Seasonal and interannual variability in the biological pump at Station ALOHA

D. M. Karl, J. E. Dore, T. A. Houlihan, D. V. W. Hebel, L. A. Fujieki

University of Hawaii, Department of Oceanography, Honolulu, HI 96822

Abstract

Since Oct 1988, measurements have been made of the rates of primary production (in situ ¹⁴C method) and particulate matter export from the euphotic zone (free drifting sediment traps at 150 m) at Station ALOHA (22 45 N, 158 00 W). Contrary to a priori expectation, these two processes were not well correlated at this open ocean site.
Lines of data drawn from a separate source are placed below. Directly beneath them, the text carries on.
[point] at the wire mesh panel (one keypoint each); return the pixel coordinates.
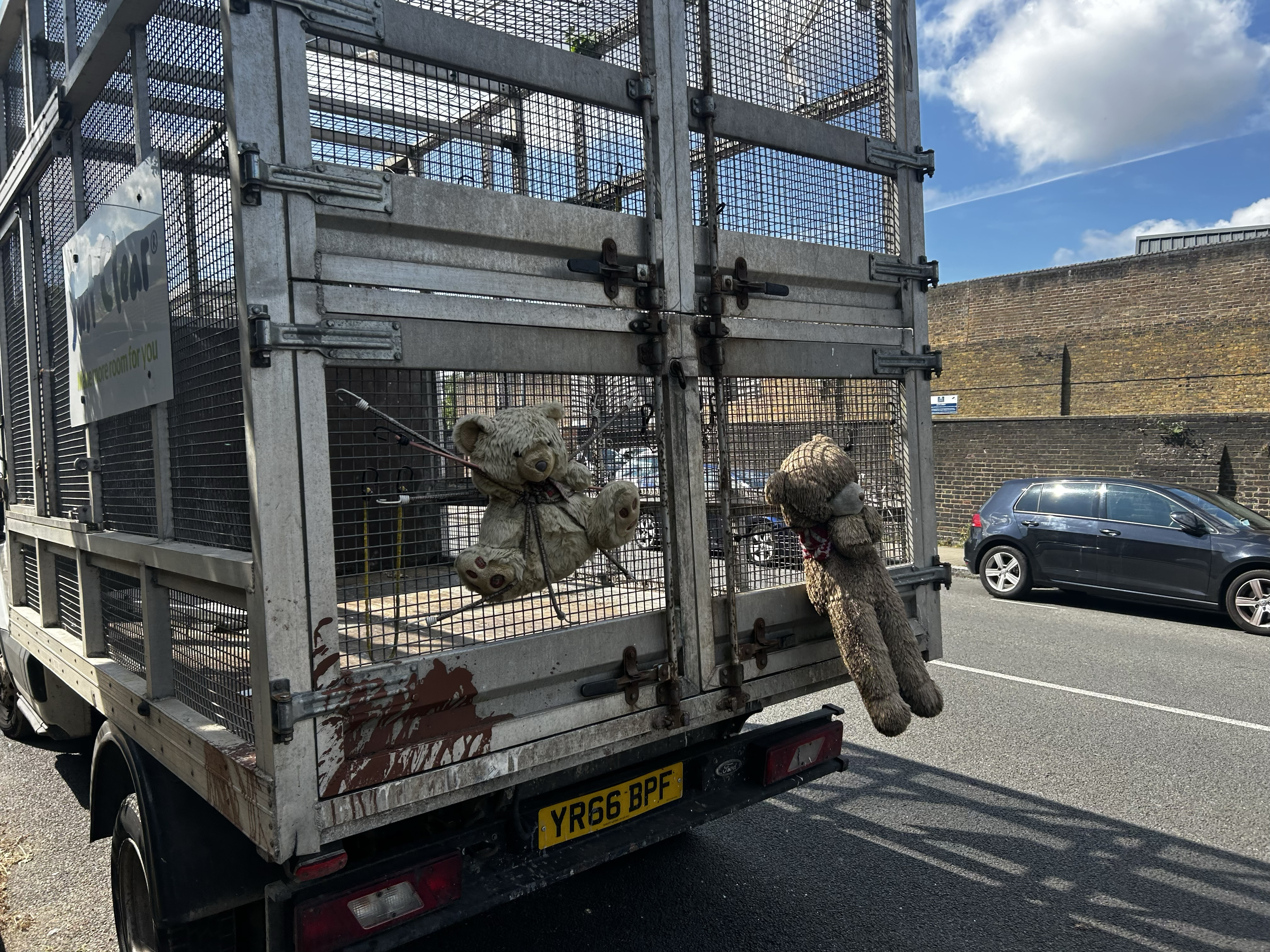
(68, 594)
(22, 465)
(126, 449)
(55, 30)
(213, 660)
(398, 589)
(14, 103)
(768, 418)
(780, 195)
(828, 60)
(58, 224)
(210, 496)
(604, 31)
(110, 138)
(121, 620)
(378, 111)
(31, 575)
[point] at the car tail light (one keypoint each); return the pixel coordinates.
(321, 866)
(333, 922)
(790, 756)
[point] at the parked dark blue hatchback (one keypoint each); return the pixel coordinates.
(1136, 540)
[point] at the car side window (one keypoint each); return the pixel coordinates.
(1070, 499)
(1140, 506)
(1029, 501)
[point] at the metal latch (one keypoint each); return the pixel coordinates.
(363, 18)
(348, 341)
(343, 188)
(647, 298)
(879, 151)
(925, 272)
(759, 648)
(897, 364)
(743, 287)
(632, 678)
(936, 574)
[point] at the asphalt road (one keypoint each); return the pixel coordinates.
(1024, 818)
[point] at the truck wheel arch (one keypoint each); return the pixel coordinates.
(209, 866)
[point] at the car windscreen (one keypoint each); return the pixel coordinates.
(1070, 499)
(1225, 511)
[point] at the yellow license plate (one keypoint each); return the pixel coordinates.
(571, 819)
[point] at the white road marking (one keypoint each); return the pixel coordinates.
(1105, 697)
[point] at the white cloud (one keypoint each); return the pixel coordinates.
(1098, 244)
(1083, 82)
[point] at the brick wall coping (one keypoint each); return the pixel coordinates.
(949, 418)
(1103, 263)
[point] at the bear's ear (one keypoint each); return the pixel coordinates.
(775, 489)
(552, 411)
(469, 428)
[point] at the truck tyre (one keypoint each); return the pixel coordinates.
(1005, 573)
(1248, 602)
(13, 725)
(130, 883)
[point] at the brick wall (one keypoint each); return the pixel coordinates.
(1183, 331)
(1225, 452)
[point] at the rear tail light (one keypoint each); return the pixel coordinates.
(790, 756)
(321, 866)
(333, 922)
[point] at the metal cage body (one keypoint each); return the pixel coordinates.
(699, 251)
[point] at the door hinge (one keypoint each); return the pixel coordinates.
(879, 151)
(928, 273)
(341, 188)
(897, 364)
(361, 18)
(335, 339)
(936, 574)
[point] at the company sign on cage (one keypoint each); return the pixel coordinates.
(118, 319)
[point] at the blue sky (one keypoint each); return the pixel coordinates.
(1065, 128)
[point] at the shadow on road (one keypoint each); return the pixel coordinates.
(898, 856)
(1138, 610)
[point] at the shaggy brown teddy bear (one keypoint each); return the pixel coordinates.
(818, 493)
(523, 461)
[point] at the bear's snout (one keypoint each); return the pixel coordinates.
(536, 464)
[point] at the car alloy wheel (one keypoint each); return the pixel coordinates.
(1004, 572)
(646, 532)
(763, 549)
(1249, 602)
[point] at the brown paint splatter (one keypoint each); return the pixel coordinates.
(425, 724)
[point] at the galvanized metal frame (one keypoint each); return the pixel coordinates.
(507, 304)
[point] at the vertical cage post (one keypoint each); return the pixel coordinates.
(157, 627)
(35, 54)
(92, 627)
(289, 610)
(912, 244)
(35, 379)
(46, 572)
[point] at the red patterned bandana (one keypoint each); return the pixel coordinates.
(816, 542)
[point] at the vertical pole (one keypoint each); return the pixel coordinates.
(293, 606)
(36, 61)
(14, 572)
(157, 625)
(912, 244)
(35, 379)
(46, 570)
(91, 605)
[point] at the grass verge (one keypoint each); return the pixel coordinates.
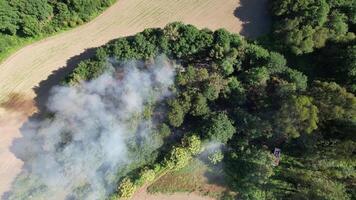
(197, 177)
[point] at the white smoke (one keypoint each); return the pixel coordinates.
(77, 152)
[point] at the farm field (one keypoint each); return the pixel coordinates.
(22, 73)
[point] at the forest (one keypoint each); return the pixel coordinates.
(293, 89)
(25, 20)
(246, 97)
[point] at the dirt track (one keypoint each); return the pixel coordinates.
(24, 70)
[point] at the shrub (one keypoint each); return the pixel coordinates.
(126, 188)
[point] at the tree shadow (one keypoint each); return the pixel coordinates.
(255, 16)
(42, 91)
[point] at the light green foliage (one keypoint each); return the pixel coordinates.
(126, 188)
(240, 94)
(8, 18)
(175, 114)
(257, 76)
(251, 171)
(193, 144)
(147, 175)
(333, 101)
(199, 106)
(216, 157)
(297, 116)
(213, 86)
(219, 128)
(305, 25)
(178, 158)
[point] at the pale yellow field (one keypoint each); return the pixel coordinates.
(24, 70)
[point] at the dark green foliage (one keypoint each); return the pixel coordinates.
(245, 97)
(29, 18)
(305, 25)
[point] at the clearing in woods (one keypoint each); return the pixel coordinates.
(22, 73)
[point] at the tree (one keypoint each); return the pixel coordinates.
(333, 102)
(126, 188)
(297, 115)
(219, 128)
(178, 158)
(193, 144)
(199, 106)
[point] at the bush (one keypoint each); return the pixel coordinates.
(126, 188)
(193, 144)
(216, 157)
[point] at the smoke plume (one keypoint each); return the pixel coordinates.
(95, 130)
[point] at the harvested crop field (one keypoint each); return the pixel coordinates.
(31, 71)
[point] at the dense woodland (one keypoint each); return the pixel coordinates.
(26, 19)
(245, 95)
(241, 95)
(319, 36)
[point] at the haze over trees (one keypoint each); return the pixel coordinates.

The export ratio (e-ratio), defined as particulate C flux / primary production, varied nearly an order of magnitude from 0.02 to 0.15 with overall mean and standard deviation values of 0.062 and 0.026, respectively (n=89). The e-ratio displayed temporal variability with sustained higher than average e-ratios for a two-year period from 1989 to 1990 and again in 1997, and sustained lower than average e-ratios during 1991-1992 and 1994-1996. These variations in e-ratio were caused almost exclusively by changes in C export; annually integrated rates of primary production were nearly invariant over the 11-year observation period. From Oct 1988 to May 1995, free-drifting sediment traps were also deployed at 300 and 500 m to measure the net lost of biogenic materials in the upper mesopelagic zone. While the average particulate matter attrition between 150 and 500 m during the 7-year observation period was not significantly different from that predicted by the Martin et al. C flux model (1987, Deep-Sea Res. 34: 267) with an average 60-65% loss over this depth interval, there were also significant deviations from the mean. Changes in the remineralization length scale imply variations in particulate matter composition affecting the lability of the exported organic matter, variations in sinking rates or other non steady-state mesopelagic zone processes. Bottom-moored sequencing sediment traps deployed at reference depths of 2800 and 4000 m confirmed these dynamical patterns and also revealed a sustained decade-long increase in organic C export to depth. Because the patterns and dynamics of C export from the euphotic zone (150 m) were different from those observed in the dark abyss, it is likely that processes in the "twilight zone" are ultimately responsible for controlling the overall efficiency of the biological C pump and, therefore, the C sequestration potential of the intermediate and deep water reservoirs.